Exploratory Data Analysis (EDA) is an approach to analysing data sets to summarize their main characteristics, often with visual methods. Following are the different steps involved in EDA :
1. Data Collection
2.Data Cleaning
3.Data Preprocessing
4. Data Visualisation
Data Collection
Data collection is the process of gathering information in an established systematic way that enables one to test hypothesis and evaluate outcomes easily.
After getting data we need to check the data-type of features.
There are following types of features :
- numeric
- categorical
- ordinal
- datetime
- coordinates
In order to know the data types/features of data, we need to run following command:
train_data.dtypes
or
train_data.info()
Let’s have a look to the statistical summary about our dataset.
train_data.describe()
Data Cleaning
Data cleaning is the process of ensuring that your data is correct and useable by identifying any errors in the data, or missing data by correcting or deleting them. Refer to this link for data cleaning.
Once the data is clean we can go further for data preprocessing.
Data Preprocessing
Data preprocessing is a data mining technique that involves transforming raw data into an understandable format. It includes normalisation and standardisation, transformation, feature extraction and selection, etc. The product of data preprocessing is the final training dataset.
Data Visualisation
Data visualisation is the graphical representation of information and data. It uses statistical graphics, plots, information graphics and other tools to communicate information clearly and efficiently.
Here we will focus on commonly used Seaborn visualisation. Seaborn is a Python data visualisation library based on matplotlib. It provides a high-level interface for drawing attractive and informative statistical graphics.
Following are the common used seaborn visualisation :-
- Scatter Plot
- Box Plot
- Histogram
- Cat Plot
- Violin Plot
- Pair Plot
- Joint plot
- Heat Map
# import seaborn library
import seaborn as sns
Scatter Plot
A scatter plot is a set of points plotted on a horizontal and vertical axes.
Scatter plot below shows the relationship between the passenger age and passenger fare based on pclass (Ticket class) from data taken from Titanic dataset
sns.scatterplot(x="Age", y="Fare", hue = 'Pclass', data=train_data)
Box Plot
Box plot is a simple way of representing statistical data on a plot in which a rectangle is drawn to represent the second and third quartiles, usually with a vertical line inside to indicate the median value. The lower and upper quartiles are shown as horizontal lines either side of the rectangle.
Box plot below shows how the passenger fare varies based on ticket class.
sns.boxplot(x="Pclass", y="Fare",data= train_data)
Histogram
A histogram is an accurate representation of the distribution of numerical data. It is an estimate of the probability distribution of a continuous variable
sns.distplot( train_data['Pclass'], kde=False)
Cat Plot
Cat plot provides access to several axes-level functions that show the relationship between a numerical and one or more categorical variables using one of several visual representations. We can used different kind of plot to draw (corresponds to the name of a categorical plotting function)Options are: “point”, “bar”, “strip”, “swarm”, “box”, or “violin”. More details about Cat plot is here
Below we do a cat plot with bar kind
sns.catplot(x="Embarked", y="Survived", hue="Sex",col="Pclass", kind = 'bar',data=train_data, palette = "rainbow")
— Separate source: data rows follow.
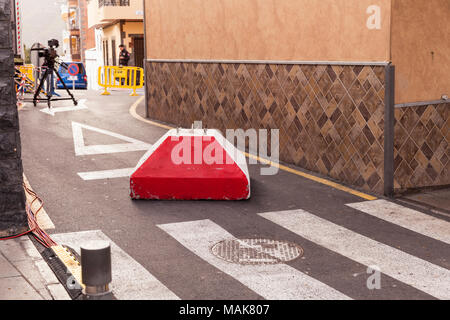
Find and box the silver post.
[80,241,113,300]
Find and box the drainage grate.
[211,238,303,265]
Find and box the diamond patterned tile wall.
[394,103,449,191]
[146,62,386,194]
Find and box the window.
[99,0,130,8]
[111,39,116,66]
[103,40,109,65]
[68,7,79,30]
[70,35,80,56]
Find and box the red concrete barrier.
[130,129,250,200]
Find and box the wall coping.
[395,99,450,108]
[146,59,390,66]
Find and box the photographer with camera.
[40,40,60,98]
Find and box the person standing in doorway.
[118,44,131,85]
[119,44,130,66]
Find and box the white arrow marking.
[40,99,88,116]
[72,121,151,156]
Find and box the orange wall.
[391,0,450,104]
[85,27,96,50]
[145,0,391,61]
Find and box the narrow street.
[18,90,450,300]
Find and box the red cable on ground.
[0,183,57,248]
[0,230,33,241]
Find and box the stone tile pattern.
[0,0,27,236]
[146,61,386,193]
[394,103,449,191]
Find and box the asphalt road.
[18,89,450,300]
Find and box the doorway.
[133,37,144,69]
[111,38,117,66]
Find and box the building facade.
[143,0,449,195]
[87,0,144,67]
[61,0,95,63]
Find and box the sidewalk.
[0,236,70,300]
[397,187,450,216]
Let’s have a look on same cat plot with violin kind
sns.catplot(x="Embarked", y="Survived", hue="Sex",col="Pclass", kind = 'violin',data=train_data, palette = "rainbow")
Violin Plot
A violin plot plays a similar role as a box and whisker plot. It shows the distribution of quantitative data across several levels of one (or more) categorical variables such that those distributions can be compared. More details about Violin plot is here
sns.violinplot(x='Sex', y='Survived',data=train_data)
Pair Plot
Pair plot in seaborn only plots numerical columns although later we will use the categorical variables for coloring. More about pair plot is here.
sns.pairplot(train_data, hue="Sex")
Joint Plot
Jointplot is seaborn library specific and can be used to quickly visualize and analyze the relationship between two variables and describe their individual distributions on the same plot.
More about Joint plot is here.
sns.jointplot(x="Age", y="Fare", data=train_data, color ='green')
Heat Map
Heat map is a representation of data in the form of a map or diagram in which data values are represented as colours.
sns.heatmap(train_data.corr(), fmt = ".2f")
That’s all for this post, hope it was helpful. Cheers!